By now, everyone who has seen or heard of the widely circulated video that made House Speaker Nancy Pelosi (D-Calif.) seem intoxicated knows that it is fake. YouTube took down uploads of the video, a call which seemed like a no-brainer to most.
Facebook has yet to follow suit, according to the Washington Post. Acknowledging the video as “false,” this generation’s Standard Oil said the video would remain on the platform.
With more than 2.5 million views for the video by Friday, vice president for product policy and counterterrorism Monika Bickert said the company “dramatically” reduced the video’s distribution without removing it.
“We think it’s important for people to make their own informed choice for what to believe,” she said during an interview with CNN’s Anderson Cooper. “Our job is to make sure we are getting them accurate information,” she added.
Cooper, whose black-framed spectacles accentuated a mild disgust, wasn’t having it.
“You’re making money by being in the news business,” he said. “If you can’t do it well, shouldn’t you just get out of the news business?”
We aren’t in the news business.
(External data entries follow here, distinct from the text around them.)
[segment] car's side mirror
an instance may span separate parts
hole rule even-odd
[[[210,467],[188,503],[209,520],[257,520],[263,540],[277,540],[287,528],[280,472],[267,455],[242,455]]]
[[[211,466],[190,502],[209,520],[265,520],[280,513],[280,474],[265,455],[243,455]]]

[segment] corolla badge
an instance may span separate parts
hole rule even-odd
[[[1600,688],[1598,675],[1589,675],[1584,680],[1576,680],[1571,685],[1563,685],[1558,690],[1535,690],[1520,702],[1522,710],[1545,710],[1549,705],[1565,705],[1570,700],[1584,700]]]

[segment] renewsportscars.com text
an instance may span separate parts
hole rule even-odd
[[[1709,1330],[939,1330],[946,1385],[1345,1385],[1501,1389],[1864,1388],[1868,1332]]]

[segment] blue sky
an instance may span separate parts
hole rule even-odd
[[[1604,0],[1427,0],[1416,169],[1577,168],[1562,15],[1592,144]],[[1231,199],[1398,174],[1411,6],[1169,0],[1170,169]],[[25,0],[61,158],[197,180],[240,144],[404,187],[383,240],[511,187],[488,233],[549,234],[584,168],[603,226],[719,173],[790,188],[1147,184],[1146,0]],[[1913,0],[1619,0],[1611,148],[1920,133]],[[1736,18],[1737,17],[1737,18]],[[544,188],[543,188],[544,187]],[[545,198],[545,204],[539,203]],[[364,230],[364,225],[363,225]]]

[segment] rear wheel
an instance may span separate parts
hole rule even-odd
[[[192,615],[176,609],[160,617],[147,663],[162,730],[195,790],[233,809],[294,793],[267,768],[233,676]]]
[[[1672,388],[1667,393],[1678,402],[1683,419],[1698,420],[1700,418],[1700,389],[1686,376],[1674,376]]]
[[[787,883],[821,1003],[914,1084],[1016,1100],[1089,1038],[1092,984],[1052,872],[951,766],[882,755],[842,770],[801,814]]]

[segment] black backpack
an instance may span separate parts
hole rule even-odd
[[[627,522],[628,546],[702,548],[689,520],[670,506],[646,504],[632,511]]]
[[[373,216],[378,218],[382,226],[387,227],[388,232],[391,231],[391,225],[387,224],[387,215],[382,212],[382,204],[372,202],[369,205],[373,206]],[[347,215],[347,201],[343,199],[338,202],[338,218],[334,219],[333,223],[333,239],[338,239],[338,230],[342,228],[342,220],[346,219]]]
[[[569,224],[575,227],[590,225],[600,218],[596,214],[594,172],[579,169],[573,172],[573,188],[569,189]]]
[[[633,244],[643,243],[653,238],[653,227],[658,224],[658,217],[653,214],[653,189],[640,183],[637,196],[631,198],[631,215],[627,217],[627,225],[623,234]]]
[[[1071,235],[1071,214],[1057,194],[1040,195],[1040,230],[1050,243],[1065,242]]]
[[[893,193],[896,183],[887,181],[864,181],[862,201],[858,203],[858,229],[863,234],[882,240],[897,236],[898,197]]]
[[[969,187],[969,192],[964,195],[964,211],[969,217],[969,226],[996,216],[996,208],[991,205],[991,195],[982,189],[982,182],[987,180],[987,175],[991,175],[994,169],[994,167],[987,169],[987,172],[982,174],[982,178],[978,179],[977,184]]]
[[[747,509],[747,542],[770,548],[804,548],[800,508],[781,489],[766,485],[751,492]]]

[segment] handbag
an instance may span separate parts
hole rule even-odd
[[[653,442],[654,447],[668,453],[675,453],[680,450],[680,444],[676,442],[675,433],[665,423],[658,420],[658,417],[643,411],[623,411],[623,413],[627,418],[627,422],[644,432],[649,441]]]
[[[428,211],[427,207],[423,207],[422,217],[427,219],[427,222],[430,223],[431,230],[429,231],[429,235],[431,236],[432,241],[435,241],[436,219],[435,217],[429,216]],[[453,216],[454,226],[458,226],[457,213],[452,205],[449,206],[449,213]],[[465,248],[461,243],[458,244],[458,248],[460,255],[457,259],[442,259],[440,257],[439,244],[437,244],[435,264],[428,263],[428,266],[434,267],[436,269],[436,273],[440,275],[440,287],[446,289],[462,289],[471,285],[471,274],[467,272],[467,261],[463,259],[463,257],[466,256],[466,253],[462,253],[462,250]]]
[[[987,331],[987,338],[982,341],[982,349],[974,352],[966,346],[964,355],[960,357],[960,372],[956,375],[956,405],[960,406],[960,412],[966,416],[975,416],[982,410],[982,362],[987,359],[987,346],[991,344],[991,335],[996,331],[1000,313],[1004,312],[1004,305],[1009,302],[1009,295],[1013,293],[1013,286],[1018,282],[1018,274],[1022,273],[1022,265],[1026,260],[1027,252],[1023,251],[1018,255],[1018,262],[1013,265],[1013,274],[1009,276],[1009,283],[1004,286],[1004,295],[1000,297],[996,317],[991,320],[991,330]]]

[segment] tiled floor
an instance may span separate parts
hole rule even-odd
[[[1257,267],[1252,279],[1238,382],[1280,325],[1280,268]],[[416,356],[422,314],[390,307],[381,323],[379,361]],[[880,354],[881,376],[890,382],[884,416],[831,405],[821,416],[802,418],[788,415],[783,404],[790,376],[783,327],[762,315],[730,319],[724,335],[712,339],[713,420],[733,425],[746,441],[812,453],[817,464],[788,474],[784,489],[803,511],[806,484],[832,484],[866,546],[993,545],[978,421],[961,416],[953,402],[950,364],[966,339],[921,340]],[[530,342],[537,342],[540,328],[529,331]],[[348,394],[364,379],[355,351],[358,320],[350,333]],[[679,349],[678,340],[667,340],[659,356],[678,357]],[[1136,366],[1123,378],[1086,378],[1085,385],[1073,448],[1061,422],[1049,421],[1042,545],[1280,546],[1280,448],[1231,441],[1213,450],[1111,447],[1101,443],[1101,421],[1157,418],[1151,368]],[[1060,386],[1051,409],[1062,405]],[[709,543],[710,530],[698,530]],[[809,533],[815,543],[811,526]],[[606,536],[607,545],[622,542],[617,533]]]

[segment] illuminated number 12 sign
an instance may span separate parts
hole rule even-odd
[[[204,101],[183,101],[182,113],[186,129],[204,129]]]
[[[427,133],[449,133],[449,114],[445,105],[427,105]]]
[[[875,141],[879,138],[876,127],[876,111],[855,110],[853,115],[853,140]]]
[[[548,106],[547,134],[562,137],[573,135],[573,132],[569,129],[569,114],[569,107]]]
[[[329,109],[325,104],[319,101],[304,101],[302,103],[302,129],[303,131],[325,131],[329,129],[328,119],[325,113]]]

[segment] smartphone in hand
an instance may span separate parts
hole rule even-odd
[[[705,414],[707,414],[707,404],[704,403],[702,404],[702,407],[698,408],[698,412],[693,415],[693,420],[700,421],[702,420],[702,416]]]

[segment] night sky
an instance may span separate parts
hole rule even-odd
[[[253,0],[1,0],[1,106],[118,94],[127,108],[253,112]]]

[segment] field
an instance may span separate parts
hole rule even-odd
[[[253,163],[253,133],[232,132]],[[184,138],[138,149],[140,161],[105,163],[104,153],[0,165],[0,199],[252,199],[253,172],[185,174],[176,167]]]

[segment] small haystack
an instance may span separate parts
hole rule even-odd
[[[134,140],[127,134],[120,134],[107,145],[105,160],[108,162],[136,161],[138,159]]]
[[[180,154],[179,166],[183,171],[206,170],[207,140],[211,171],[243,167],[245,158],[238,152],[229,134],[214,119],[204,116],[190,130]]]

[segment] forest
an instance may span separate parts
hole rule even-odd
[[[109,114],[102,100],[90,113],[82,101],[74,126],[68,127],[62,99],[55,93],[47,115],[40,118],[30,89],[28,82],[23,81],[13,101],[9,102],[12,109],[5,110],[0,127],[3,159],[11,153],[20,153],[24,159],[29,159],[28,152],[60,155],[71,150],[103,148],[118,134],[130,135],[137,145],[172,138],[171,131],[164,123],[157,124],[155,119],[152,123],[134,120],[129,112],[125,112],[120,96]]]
We’re in the social media business,” Bickert replied.
“The reason you’re sharing news is because you make money from it.,” Cooper replied. “But if you’re in the news business, which you are, then you have to do it right. And this is false information you are spreading.”
Bickert told Cooper the video is now tagged with fact-checker icons beneath the post, though icons often get lost in the shuffle or misinterpreted as related content or advertisements that users easily overlook, which is something you’d think the world’s most powerful media outlet would know.
Saturday morning, Facebook’s bandaid had done little. According to screenshots from the Post, one user wondered “Why is she not arrested for being drunk while conducting federal business as a federal employee!” and an expanded link for the video, which has more than 48,000 shares, showed no fact-checker warnings.